How to Use Custom User Agents with Extract APIs

When a website becomes very popular, it can draw the attention of many scraping bots from around the web. Diffbot is one such bot. A site being swarmed by such bots may opt to ban automated visitors altogether which isn't ideal for Diffbot's customers. In those cases, it is best to speak with the website's owners, assure them of noble intentions, and get them to whitelist a custom User-Agent string so that Diffbot can pass through.

But what if they don't want all Diffbot customers to crawl them, only you, their favorite customer? You can get as specific as you want with User-Agents.

Setting a Custom User-Agent

Let's suppose that you agreed with the target website to whitelist the word "pineapple". In other words, any User-Agent containing the word "pineapple" will be allowed through, but any User-Agent without it will be blocked by the target website entirely. How do we add "pineapple" to our User-Agent string permanently?
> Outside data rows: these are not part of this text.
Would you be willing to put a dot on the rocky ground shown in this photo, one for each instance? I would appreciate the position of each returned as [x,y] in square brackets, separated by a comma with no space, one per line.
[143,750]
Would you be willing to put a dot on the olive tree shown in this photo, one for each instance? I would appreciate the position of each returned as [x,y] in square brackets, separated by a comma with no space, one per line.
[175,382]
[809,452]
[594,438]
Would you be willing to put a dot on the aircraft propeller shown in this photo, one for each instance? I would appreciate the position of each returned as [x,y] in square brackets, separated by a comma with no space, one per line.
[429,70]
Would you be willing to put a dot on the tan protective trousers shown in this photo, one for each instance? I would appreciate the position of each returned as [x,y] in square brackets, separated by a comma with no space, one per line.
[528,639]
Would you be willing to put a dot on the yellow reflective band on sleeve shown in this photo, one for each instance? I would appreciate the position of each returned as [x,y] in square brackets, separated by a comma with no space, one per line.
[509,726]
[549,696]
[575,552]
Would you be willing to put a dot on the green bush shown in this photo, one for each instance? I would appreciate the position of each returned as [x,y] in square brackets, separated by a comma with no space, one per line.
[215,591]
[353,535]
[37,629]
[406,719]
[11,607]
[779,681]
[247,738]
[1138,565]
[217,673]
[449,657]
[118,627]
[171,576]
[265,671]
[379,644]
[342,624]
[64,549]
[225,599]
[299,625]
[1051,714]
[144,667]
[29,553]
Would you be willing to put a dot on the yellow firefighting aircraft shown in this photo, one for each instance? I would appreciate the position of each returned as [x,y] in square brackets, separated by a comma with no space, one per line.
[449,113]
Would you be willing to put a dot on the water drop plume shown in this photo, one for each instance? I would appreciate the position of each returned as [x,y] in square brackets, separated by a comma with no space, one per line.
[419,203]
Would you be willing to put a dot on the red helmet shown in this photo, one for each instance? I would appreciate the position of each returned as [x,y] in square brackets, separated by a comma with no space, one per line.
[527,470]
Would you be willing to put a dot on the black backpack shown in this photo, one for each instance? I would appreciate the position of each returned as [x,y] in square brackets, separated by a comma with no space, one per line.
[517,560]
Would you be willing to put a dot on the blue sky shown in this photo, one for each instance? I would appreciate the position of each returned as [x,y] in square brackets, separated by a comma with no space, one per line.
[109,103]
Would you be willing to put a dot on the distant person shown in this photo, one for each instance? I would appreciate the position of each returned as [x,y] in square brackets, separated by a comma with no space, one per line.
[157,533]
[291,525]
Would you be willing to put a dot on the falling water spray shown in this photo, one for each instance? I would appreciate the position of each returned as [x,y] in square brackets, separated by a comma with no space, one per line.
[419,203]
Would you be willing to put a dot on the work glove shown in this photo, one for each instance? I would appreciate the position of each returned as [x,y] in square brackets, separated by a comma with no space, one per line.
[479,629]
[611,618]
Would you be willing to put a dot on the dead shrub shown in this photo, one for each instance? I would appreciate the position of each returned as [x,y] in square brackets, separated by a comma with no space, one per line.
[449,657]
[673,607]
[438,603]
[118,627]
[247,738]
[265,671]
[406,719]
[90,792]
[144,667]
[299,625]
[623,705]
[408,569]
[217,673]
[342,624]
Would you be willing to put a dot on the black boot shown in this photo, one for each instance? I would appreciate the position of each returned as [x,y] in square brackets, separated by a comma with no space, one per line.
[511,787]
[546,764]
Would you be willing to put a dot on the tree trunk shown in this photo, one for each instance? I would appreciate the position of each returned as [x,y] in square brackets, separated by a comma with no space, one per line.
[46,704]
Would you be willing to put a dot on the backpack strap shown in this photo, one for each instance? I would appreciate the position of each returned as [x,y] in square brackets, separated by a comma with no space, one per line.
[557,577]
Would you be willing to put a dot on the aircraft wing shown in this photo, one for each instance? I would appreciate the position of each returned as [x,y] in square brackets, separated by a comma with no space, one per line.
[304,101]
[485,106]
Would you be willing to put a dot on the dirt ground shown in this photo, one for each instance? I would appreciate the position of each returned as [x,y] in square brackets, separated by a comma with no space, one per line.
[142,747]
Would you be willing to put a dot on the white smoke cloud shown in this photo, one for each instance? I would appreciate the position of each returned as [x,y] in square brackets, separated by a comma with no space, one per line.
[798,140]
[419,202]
The following two approaches apply.

Via Dashboard

For testing purposes, let's set up a RequestBin. RequestBin allows you to inspect requests coming in so you can see which headers have been applied. We're interested in the User-Agent header. Go ahead and set up a RequestBin. Once you have your unique URL, go to the Custom API section in the new dashboard and enter the unique requestbin URL, then click Create. You should see something like this in Diffbot:

778

And the RequestBin UI should give you the following header information:

1318

You'll notice we have Mozilla/5.0 (compatible; Onespot-ScraperBot/1.0; +https://www.onespot.com/identifying-traffic.html) as the current UA. Now let's go into the Other Settings tab in Diffbot's custom API UI and add a new User-Agent. Once we click Save, the rule will reload and re-issue the request towards RequestBin. That's all there is to it - the header values should show "pineapple" now.

887

Repeat the process for every domain for which you want a custom User-Agent!

Programmatically, via API

Similarly to the process on the Dashboard, we will create a Custom API with rules that extend our Article API to include a custom User-Agent.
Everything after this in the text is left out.